The Angels' aging designated hitter / first baseman / immovable object Albert Pujols has three years left on his contract, counting this one, and movement up the ranks in several major career statistical areas in front of him, with several possible all-time top five finishes and one or two top threes or better.
Let's focus on 2019 and see what might be possible by the end of this year, given his current stats and reasonable projections. In this part, I'm going to look at power-related states.
I'll start with home runs.
Albert currently has 633, in sixth place. If he hits a halfway reasonable 28 more, that puts him past Willie Mays into fifth.
Doubles? Pujols is currently 10th with 639. Depending on what we think is reasonable, he could move three or more slots up. Just 19 vaults him into seventh place, past Nap Lajoie, Carl Yastrzemski and Honus Wagner. If he hits 27, that moves him into sixth, past George Brett. And 30 would put him ahead of Craig Biggio into fifth.

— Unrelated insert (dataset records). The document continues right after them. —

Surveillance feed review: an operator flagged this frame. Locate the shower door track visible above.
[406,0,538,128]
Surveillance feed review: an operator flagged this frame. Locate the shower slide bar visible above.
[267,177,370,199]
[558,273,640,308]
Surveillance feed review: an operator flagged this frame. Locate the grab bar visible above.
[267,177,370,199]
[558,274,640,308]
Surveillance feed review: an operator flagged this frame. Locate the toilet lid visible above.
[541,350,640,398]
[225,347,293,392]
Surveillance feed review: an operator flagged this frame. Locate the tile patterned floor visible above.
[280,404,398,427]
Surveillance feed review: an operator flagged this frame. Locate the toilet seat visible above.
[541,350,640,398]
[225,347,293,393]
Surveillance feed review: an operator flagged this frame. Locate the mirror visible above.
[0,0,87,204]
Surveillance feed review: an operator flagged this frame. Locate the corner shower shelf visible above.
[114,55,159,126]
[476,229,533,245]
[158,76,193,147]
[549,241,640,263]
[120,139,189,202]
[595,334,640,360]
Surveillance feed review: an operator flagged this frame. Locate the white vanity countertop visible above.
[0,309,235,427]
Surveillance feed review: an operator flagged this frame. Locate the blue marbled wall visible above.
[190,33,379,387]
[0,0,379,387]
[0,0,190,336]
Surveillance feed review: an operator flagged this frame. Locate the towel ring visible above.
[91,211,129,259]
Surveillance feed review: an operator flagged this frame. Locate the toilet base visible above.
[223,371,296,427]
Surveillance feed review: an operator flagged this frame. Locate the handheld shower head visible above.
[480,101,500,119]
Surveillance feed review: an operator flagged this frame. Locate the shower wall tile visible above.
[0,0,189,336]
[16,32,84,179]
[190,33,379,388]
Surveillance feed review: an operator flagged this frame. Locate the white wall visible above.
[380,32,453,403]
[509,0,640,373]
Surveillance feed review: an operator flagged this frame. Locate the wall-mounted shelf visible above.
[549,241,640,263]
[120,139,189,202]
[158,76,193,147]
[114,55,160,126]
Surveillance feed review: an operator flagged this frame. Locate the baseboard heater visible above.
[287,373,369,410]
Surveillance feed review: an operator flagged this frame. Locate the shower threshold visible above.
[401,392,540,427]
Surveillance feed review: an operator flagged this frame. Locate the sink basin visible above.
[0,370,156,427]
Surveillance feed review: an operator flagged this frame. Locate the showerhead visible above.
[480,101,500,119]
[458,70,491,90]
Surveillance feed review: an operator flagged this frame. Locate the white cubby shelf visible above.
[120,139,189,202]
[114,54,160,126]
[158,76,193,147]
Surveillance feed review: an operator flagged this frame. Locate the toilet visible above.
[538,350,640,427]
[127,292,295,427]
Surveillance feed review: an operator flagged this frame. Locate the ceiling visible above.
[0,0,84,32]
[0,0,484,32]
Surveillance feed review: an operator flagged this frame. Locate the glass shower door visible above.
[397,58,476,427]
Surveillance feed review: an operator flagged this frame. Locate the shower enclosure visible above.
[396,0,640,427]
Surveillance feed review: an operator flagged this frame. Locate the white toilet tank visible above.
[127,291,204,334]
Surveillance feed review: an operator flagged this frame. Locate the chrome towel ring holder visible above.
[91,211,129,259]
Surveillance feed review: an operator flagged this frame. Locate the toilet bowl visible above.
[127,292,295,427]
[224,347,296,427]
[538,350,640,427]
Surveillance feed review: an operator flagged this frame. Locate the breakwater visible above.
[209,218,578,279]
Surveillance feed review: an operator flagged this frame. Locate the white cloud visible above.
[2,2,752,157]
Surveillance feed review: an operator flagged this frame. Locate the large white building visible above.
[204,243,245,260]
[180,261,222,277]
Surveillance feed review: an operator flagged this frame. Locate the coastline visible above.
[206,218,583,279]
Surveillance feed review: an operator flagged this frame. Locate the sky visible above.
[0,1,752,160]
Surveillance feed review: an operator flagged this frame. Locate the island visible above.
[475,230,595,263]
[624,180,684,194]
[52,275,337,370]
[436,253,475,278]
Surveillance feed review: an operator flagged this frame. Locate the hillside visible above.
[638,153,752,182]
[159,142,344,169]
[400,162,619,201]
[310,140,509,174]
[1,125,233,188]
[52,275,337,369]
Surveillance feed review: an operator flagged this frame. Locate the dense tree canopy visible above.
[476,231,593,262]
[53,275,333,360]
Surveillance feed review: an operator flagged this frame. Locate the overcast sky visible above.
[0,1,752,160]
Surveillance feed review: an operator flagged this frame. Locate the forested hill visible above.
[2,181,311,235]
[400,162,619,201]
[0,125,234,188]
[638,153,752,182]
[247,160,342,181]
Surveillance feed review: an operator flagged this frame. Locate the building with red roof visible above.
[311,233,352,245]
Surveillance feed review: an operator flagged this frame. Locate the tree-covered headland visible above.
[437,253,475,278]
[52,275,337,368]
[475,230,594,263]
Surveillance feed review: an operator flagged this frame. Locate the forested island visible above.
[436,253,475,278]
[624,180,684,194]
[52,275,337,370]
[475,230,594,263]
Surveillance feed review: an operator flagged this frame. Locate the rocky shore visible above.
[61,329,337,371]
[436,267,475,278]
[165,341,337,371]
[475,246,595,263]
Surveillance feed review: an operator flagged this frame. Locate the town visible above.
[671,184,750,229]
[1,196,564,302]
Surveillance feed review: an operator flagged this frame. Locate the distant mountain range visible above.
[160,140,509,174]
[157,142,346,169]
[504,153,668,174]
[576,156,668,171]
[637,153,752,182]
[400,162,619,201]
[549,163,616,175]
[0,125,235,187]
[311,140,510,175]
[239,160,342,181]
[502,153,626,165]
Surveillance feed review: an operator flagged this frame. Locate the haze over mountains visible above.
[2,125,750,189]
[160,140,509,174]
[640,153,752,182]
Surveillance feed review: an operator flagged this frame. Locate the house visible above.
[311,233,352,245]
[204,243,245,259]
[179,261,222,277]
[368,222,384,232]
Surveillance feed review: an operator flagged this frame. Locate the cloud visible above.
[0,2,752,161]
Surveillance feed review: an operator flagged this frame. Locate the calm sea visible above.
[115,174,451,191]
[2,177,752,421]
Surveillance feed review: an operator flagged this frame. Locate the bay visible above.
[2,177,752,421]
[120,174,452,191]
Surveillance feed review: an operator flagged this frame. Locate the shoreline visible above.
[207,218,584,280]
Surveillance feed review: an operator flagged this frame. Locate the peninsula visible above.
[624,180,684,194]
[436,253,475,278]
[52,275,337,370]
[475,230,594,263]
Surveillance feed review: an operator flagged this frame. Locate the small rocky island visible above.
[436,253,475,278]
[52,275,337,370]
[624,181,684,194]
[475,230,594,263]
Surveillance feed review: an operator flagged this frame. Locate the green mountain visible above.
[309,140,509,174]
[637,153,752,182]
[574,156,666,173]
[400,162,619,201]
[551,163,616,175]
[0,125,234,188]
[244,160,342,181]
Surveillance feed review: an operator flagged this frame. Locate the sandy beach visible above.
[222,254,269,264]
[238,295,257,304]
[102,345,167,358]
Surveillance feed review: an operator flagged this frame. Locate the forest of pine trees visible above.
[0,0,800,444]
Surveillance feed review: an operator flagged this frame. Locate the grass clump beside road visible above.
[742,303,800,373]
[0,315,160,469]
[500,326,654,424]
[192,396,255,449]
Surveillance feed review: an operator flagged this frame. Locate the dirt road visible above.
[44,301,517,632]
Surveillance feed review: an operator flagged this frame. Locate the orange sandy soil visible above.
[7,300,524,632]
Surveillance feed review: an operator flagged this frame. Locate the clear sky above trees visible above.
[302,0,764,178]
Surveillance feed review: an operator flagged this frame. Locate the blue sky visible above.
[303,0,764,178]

RBIs is next, and Albert will move up two places for sure and very possibly three, from his current seventh place and 1,982. Just 15 puts him past Lou Gehrig and Barry Bonds into fifth, and three more gets him to the magic 2,000. A total of 94 ribbies gives him fourth, passing dead-baller Cap Anson.
So, in three big, big career statistical categories, Phat Albert could end this year in the top five.
One other stat is primarily power-based but also connected to total hitting, and that is total bases.
Pujols is currently ninth place with 5,652. A late-career challenging but not totally unreasonable 203 total bases puts him in fifth place there, too, passing from bottom to top Pete Rose, Babe Ruth, Alex Rodriguez and Ty Cobb.